In other languages substantially based on reference semantic like LISP immutability is a choice left to the programmer and not a constraint even if many functions and idioms are supporting it (a big percentage of LISP standard library functions are non-destructive and it's indeed sort of a shame that destructive ones aren't always clearly distinguishable by the name).
So for example strings are mutable LISP but probably not many LISP programs actually modify strings in place because that would mean giving up the nice possibility of sharing and would require explicitly copying strings in many places (in most cases strings are just values, not objects in which you care about identity). Are strings immutable in LISP? No. Are programs mutating them? Almost never.

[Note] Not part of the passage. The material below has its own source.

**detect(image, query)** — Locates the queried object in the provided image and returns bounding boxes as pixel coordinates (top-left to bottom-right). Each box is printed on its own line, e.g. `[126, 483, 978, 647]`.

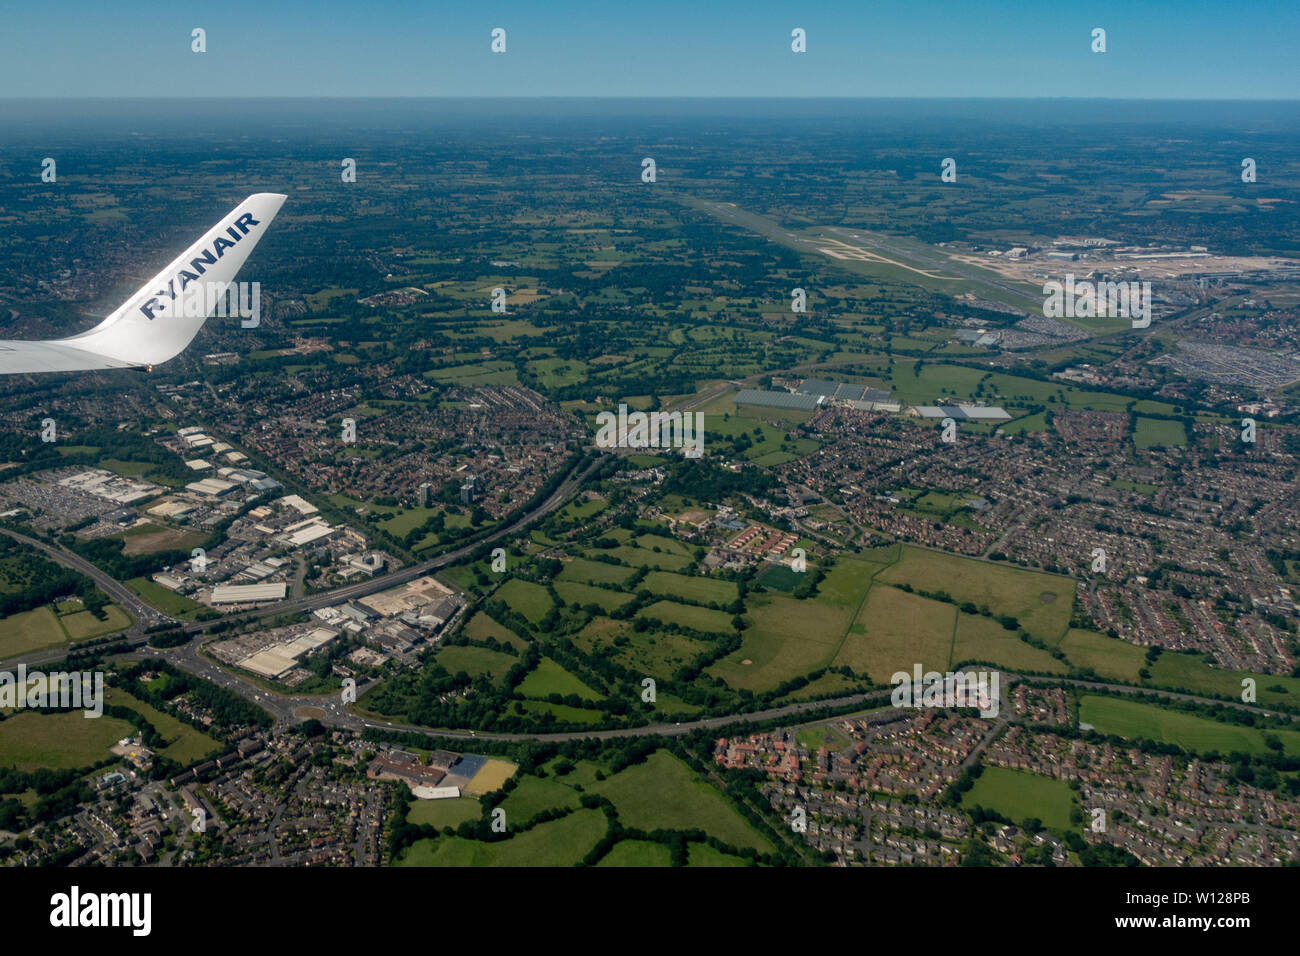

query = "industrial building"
[211, 582, 288, 605]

Not leaving a choice to the programmer is in the spirit of the Python language. It feels great when the choices you are forced to are in line with your idea... less decisions and things are exactly like you wanted them to be.
There are however in my opinion two different dangers with this approach:
Problems arise when those pre-made choices are NOT in line on what you would like or need to do. Python is a wonderful language, but with a different dictator could become pure hell.
Understanding and making choiches forces you to think and expands your mind. Not making choices instead just puts a cage on your mind and after a while you may not even realize that what you are using is just ONE possibility, not the only possibility. After a while you may begin to just think that "things MUST be done this way": you don't even feel you are forced because your mind has already been "mutilated".
Objective C is loaded with mutable/immutable distinctions (to the point where there are both NSString and NSMutableString, for example); it predates Python by about 8 years. Smalltalk, from which Objective C inherited much of its OO design, uses the concept to a lesser extent (notably, strings are not immutable; the trend these days is towards immutable strings as in Python, Ruby, etc.).